Mixture of Attentions for Speculative Decoding

This checkpoint was obtained from "Mixture of Attentions For Speculative Decoding" by Matthieu Zimmer*, Milan Gritta*, Gerasimos Lampouras, Haitham Bou Ammar, and Jun Wang. The paper introduces a novel architecture for speculative decoding that enhances the speed of large language model (LLM) inference.

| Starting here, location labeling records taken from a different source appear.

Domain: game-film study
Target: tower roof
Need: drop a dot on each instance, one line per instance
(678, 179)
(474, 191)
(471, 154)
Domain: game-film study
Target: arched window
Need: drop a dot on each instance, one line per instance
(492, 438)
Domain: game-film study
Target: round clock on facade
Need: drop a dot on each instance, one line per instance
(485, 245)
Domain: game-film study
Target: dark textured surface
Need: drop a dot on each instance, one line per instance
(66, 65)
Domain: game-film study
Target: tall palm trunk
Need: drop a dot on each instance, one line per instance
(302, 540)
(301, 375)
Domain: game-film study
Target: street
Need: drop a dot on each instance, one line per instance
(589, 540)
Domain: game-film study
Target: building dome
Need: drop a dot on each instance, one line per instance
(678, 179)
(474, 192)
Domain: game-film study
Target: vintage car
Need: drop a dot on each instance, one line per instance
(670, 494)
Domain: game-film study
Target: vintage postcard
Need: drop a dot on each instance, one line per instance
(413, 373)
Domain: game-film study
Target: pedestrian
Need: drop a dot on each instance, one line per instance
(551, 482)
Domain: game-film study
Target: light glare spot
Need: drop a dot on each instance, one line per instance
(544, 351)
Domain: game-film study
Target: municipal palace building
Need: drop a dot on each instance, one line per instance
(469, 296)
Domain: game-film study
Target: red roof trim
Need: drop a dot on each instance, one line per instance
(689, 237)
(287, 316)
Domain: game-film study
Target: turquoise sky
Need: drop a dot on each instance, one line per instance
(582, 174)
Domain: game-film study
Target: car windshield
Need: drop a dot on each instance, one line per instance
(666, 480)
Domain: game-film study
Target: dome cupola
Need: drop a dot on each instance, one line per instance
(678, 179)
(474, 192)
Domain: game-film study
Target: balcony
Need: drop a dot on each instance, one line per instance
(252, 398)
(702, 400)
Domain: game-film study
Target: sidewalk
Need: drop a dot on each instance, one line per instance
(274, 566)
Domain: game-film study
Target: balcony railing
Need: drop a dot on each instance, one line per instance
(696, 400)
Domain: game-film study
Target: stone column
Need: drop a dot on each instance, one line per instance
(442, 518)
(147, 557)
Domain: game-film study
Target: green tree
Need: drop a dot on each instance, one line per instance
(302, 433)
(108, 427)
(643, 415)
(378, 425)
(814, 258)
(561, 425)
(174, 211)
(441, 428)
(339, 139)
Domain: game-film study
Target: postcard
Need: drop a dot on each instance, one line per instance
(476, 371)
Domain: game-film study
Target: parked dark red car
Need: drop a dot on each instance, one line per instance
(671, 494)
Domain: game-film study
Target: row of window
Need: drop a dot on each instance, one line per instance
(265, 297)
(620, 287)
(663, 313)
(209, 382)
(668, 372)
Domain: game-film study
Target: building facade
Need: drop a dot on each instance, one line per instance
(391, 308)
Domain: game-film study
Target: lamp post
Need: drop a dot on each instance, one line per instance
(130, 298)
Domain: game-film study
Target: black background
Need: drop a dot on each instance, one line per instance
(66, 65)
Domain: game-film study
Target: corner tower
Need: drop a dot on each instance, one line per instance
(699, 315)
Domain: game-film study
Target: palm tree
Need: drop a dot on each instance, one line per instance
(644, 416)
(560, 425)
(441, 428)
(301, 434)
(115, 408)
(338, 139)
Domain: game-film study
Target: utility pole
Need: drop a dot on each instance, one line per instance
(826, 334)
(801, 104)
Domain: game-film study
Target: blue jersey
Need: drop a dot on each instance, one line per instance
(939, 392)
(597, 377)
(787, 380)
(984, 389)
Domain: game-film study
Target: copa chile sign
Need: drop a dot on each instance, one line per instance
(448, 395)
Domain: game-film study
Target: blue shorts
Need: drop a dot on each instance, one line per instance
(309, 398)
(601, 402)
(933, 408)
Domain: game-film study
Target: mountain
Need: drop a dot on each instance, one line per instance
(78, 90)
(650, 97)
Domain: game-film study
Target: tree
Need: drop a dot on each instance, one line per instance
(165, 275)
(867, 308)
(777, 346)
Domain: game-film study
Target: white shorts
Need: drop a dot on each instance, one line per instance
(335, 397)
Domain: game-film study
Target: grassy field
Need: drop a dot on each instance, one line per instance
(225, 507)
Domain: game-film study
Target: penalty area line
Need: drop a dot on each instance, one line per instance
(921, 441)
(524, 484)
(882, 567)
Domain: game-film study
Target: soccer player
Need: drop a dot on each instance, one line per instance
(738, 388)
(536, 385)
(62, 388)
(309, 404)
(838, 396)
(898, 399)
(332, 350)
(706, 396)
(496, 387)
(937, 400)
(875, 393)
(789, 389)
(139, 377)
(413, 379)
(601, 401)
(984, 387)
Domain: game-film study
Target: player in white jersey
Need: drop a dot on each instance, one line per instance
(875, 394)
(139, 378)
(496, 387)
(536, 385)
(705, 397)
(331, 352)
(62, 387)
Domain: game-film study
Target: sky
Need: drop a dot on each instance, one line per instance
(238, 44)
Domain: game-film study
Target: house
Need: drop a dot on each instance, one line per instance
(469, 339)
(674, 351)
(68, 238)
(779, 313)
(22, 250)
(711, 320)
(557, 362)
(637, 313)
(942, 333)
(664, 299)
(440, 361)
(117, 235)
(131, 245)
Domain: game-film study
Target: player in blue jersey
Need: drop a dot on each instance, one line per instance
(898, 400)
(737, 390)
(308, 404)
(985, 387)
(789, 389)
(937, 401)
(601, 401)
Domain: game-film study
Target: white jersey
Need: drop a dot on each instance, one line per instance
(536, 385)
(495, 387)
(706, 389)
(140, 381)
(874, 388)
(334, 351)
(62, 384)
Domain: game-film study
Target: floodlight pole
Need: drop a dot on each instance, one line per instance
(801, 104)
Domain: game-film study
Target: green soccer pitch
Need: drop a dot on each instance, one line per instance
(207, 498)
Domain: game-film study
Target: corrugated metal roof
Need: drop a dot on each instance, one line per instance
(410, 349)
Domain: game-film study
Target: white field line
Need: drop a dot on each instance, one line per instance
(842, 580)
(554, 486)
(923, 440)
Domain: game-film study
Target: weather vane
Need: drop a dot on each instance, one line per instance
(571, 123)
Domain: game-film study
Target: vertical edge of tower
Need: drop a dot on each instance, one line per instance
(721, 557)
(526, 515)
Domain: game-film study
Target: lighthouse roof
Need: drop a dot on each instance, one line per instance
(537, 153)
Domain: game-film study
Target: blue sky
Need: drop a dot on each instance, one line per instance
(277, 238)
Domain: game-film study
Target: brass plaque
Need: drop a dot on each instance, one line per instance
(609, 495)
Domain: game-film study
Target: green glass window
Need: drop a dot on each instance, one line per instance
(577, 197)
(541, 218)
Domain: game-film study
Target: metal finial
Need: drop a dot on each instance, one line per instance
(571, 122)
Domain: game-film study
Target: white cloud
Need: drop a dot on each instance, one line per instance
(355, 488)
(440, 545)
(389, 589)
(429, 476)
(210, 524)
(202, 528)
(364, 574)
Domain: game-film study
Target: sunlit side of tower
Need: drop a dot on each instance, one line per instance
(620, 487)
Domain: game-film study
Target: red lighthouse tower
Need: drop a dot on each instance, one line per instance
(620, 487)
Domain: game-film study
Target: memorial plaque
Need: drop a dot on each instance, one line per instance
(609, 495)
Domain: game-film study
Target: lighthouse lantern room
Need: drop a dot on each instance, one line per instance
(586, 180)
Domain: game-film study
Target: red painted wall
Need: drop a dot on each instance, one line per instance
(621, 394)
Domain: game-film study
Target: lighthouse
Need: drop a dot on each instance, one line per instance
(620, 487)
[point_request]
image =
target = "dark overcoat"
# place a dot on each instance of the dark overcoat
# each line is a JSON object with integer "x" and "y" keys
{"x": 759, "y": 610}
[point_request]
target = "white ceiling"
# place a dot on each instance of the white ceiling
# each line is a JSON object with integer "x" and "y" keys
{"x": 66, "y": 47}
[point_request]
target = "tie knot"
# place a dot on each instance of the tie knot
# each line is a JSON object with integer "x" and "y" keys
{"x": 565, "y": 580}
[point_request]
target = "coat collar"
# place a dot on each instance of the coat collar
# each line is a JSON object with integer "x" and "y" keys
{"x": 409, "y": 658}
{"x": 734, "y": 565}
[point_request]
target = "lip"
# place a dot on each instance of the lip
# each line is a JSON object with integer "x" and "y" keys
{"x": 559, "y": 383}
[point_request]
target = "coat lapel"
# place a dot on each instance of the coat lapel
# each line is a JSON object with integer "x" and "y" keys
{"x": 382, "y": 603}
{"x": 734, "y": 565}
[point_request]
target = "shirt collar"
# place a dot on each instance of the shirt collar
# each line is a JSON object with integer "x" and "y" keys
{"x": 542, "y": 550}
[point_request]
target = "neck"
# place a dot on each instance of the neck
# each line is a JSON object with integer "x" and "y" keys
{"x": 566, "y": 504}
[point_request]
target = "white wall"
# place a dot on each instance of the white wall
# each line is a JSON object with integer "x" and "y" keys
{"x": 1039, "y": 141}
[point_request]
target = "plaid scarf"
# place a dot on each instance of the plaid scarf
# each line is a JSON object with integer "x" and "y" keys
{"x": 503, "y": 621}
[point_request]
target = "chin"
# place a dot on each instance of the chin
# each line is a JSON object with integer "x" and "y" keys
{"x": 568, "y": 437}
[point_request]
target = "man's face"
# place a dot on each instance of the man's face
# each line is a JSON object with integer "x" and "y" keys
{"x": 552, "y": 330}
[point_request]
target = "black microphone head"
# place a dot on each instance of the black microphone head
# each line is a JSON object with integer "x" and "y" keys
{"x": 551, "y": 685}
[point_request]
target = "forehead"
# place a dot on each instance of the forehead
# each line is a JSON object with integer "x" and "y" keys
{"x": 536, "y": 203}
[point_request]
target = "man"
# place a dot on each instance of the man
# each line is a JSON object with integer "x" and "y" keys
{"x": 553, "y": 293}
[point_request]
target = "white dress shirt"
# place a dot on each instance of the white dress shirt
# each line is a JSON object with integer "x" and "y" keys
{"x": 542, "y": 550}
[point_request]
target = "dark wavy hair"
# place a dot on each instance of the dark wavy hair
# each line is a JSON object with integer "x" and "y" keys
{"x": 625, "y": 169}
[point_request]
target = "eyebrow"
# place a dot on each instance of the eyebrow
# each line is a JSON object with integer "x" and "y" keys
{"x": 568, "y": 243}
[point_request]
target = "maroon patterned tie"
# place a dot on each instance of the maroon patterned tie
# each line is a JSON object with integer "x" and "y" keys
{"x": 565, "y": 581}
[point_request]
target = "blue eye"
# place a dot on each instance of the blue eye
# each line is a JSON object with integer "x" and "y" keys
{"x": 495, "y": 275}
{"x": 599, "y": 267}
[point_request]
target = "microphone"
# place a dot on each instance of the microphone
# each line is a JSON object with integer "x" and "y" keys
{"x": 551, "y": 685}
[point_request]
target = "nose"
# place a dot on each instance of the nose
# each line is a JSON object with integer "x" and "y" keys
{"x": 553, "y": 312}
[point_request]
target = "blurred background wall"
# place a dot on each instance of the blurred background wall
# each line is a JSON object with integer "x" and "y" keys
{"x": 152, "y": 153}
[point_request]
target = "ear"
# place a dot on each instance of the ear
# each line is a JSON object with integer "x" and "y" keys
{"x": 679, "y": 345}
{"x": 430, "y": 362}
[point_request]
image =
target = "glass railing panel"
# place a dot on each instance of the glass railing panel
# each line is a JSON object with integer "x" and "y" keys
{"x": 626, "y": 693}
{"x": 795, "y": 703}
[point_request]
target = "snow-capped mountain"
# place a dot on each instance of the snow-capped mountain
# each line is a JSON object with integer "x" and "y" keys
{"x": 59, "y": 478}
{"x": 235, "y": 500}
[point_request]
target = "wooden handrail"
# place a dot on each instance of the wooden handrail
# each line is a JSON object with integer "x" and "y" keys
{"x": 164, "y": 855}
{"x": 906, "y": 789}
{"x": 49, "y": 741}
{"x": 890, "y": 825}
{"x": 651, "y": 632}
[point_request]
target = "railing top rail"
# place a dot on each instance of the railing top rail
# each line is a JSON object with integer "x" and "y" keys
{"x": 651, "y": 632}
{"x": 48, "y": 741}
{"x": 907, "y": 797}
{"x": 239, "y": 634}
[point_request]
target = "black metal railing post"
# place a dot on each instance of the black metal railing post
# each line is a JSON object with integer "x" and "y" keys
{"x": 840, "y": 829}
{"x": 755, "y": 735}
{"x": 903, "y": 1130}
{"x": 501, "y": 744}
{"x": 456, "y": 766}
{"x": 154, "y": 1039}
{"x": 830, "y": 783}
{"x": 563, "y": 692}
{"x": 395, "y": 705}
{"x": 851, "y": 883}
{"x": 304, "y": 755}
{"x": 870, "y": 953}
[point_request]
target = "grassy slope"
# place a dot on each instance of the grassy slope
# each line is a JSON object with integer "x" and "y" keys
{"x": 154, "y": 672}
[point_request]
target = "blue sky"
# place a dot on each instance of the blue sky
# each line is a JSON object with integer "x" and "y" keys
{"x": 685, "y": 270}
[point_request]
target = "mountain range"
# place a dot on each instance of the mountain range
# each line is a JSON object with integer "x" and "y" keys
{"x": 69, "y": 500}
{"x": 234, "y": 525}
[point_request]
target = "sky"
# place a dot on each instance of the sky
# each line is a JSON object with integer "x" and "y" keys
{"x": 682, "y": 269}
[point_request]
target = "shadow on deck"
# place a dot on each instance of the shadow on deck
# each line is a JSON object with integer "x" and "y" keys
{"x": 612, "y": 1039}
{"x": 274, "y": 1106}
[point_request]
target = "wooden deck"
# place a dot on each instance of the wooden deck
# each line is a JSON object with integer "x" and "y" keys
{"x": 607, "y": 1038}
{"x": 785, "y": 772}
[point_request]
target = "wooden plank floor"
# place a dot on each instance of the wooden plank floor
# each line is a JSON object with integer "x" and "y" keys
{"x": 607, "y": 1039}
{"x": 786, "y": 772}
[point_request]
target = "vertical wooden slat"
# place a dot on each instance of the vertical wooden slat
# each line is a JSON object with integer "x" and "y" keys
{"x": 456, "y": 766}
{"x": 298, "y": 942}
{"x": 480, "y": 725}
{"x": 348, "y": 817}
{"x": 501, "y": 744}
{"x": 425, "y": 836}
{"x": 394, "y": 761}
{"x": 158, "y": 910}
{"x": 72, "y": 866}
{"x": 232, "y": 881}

It is supported in vLLM see our Github repository.

Checkpoints

Base Model	MOA Spec on Hugging Face	Base Model Parameters	MOA Spec Parameters
meta-llama/Meta-Llama-3-8B-Instruct	huawei-noah/MOASpec-Llama-3-8B-Instruct	8B	0.25B

Citation

If you use this code or this checkpoint in your research, please cite our paper:

@misc{zimmer2024mixtureattentionsspeculativedecoding,
      title={Mixture of Attentions For Speculative Decoding}, 
      author={Matthieu Zimmer and Milan Gritta and Gerasimos Lampouras and Haitham Bou Ammar and Jun Wang},
      year={2024},
      eprint={2410.03804},
      archivePrefix={arXiv},
      primaryClass={cs.CL},
      url={https://arxiv.org/abs/2410.03804}, 
}

License

This project is licensed under the MIT License. See the LICENSE file for more details.

Disclaimer: This open source project is not an official Huawei product, Huawei is not expected to provide support for this project.